The Second International Conference on Culture and Computing 2011, Kyoto University, Kyoto, Japan

The Second International Conference on Culture and Computing was held in the beautiful historic city of Kyoto. It attracted researchers from various disciplines making it a platform for discussions on multi-disciplinary approaches. Personally speaking it was a right combination of computing and cultural and social studies professionals and researchers. The discussions were oriented towards the applicability of computing to social and cultural understanding and enhancement. The venue being one of the cultural capitals of Asia provided a right vibe for the discussions.

The conference started with the keynote lecture by Prof Shigeru Miyegawa of MIT, who discussed the phenomenon of inaccessibility being widely accessible. The freedom to access information which were only accessible to selected few is the theme of his talk which described two projects at Massachusetts Institute of Technology. One is OpenCourseWare, which has made course content from all MIT courses available freely on the Web. Over 1 million people have accessed these contents and tyhey were translated into several languages, which raised the question of how it would affect the learning and communication across cultures. Second project in his talk is Visualizing Culture, which provide free access to historically valuable images from major museums, such Boston Museum of Fine Arts and Smithsonian Institute. It intrigued me into asking the question of copyright and ownership, which incidentally, at IEEE-SocialCom 2011 was discussed by Joi Ito in his keynote. Joi Ito mentioned the idea that acknowledgement of the copyright would benefit the copyright holder more than the intricate laws. My question to Prof Miyagawa is whether there are steps taken towards securing copyrights in the Visualizing Culture project. His answer is that since those images are in small scale it will not be useful in commercial purposes. Where the developing countries with their rich cultures and limited resources would feature in this kind of a scheme is little ambiguous.

The conference was in two sessions, the main track and special track and in between these parallel sessions there were several workshops on intercultural collaborations and interdisciplinary approaches. The main track sessions were on broad themes while special track sessions concentrated on specific themes. The main track sessions started with paper presentations on the theme of Communication and Culture. One of the papers I collaborated with Prof Nakatsu was presented by Prof Nakatsu on this session, which was discussed in terms of the contents relative merits to the society.
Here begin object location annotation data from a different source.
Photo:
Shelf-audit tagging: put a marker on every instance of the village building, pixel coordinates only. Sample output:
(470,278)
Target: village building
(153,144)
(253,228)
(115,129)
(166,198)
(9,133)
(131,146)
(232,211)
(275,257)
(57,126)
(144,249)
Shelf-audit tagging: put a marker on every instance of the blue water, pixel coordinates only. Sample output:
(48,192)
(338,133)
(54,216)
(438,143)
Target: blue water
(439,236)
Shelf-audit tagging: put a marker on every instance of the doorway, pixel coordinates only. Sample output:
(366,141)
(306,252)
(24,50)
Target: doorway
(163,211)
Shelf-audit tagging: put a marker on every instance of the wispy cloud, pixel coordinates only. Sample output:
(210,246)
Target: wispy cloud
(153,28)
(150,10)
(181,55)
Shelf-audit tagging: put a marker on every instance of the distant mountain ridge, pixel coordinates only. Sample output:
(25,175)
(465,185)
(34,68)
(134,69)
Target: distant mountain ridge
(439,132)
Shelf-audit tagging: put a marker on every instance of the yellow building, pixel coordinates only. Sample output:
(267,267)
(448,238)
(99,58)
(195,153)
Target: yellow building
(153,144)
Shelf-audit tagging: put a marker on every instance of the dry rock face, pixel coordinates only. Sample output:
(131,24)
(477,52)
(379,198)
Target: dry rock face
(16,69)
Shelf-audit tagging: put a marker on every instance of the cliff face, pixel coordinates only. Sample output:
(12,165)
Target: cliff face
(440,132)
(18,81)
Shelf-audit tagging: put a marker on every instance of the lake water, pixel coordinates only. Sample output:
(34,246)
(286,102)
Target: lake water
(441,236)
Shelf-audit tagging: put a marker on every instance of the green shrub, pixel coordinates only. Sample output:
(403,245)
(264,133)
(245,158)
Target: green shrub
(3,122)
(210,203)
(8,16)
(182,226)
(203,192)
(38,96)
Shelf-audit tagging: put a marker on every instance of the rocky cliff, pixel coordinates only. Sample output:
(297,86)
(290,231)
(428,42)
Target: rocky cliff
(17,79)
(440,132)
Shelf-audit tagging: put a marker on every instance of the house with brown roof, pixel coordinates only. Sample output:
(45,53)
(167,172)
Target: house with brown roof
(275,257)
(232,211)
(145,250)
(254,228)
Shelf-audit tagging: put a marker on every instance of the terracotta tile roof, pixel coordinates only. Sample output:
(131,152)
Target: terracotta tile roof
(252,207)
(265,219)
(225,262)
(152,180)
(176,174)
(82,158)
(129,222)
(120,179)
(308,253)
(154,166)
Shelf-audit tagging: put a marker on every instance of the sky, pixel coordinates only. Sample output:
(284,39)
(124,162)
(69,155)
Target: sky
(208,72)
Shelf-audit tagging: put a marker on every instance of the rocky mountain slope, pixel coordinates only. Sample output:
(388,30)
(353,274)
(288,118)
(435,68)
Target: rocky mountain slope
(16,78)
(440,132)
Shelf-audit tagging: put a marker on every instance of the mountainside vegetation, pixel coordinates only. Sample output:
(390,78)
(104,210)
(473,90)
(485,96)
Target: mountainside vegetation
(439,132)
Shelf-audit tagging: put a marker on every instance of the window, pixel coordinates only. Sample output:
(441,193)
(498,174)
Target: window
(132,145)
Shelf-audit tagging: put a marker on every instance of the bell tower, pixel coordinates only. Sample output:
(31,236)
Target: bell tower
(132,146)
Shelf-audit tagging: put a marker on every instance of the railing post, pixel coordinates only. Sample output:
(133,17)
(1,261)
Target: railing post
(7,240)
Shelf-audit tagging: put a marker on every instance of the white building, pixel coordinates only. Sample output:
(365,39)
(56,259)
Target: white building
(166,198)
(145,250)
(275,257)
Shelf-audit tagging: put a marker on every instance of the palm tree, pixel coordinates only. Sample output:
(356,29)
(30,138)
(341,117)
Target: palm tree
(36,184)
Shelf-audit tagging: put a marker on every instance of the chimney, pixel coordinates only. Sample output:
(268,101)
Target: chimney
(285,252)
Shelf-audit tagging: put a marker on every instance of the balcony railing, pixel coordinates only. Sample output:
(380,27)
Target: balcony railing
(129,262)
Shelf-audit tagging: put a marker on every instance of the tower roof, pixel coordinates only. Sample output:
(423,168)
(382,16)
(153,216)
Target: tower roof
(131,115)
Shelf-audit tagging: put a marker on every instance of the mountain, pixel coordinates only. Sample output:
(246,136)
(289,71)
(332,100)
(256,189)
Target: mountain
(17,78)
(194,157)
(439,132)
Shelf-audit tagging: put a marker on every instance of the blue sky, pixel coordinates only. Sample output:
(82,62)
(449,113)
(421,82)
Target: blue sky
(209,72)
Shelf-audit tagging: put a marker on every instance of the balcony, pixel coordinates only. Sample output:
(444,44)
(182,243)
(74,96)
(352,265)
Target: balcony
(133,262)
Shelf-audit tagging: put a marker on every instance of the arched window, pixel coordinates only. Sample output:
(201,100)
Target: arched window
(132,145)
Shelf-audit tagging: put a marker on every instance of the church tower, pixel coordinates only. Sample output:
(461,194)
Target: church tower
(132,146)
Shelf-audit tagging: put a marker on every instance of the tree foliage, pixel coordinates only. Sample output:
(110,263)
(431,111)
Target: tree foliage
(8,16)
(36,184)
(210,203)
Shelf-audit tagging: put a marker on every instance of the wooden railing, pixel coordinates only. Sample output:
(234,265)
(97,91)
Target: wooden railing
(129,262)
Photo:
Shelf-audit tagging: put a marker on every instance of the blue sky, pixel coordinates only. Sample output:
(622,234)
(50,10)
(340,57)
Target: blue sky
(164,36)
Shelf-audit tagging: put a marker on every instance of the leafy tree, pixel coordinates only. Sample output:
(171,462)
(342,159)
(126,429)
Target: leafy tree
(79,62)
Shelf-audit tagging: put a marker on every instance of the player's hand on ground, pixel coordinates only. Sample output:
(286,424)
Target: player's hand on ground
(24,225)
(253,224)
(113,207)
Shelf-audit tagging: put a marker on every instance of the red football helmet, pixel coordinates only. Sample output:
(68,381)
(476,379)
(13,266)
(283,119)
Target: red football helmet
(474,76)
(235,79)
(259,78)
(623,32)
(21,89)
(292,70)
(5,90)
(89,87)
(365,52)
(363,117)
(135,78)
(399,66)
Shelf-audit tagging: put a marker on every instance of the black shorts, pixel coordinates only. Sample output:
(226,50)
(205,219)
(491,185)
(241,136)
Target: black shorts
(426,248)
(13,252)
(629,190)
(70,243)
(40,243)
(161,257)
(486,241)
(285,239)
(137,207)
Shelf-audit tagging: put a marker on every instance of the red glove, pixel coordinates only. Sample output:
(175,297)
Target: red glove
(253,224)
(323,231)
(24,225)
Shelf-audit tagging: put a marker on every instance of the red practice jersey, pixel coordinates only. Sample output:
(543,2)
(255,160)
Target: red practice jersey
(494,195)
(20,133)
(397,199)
The second session of Main track discussed the intercultural collaborations. The machine translation and the difficulty it presented in communication between cultures were discussed in length. Asian culture based media art in special track sessions mostly discussed the use of traditional art such as Waka poetry and Wyang Kulit puppetry in computing. A paper written by Eng Tat Khoo, Roshan Peiris and Matthias Rauterberg was presented by Mattias Rauterberg at this session. I presented a special track paper which I collaborated with Prof Nakatsu at the second Asian Culture based Media Art session. The discussion after the paper was what is the role of the social networks and whether that role is relatively new in comparison to the social networking history.

I presented my poster on the last day of the conference, which attracted several interested individuals. The discussion varied with the questions about the theoretical approach and the robustness of the case study. The spatial theory and social networking is admired as a new combination and there were few high encouragements from various intellectuals.

The various perspectives presented and the strong pull towards integrating day to day cultural activities and traditional cultural aspects into computing was the special appeal of the conference. The tendency of the participants towards an inspired attitude towards a harmony of traditions, cultures and societies and computing is refreshing to a person like me who is sitting uneasily on the border.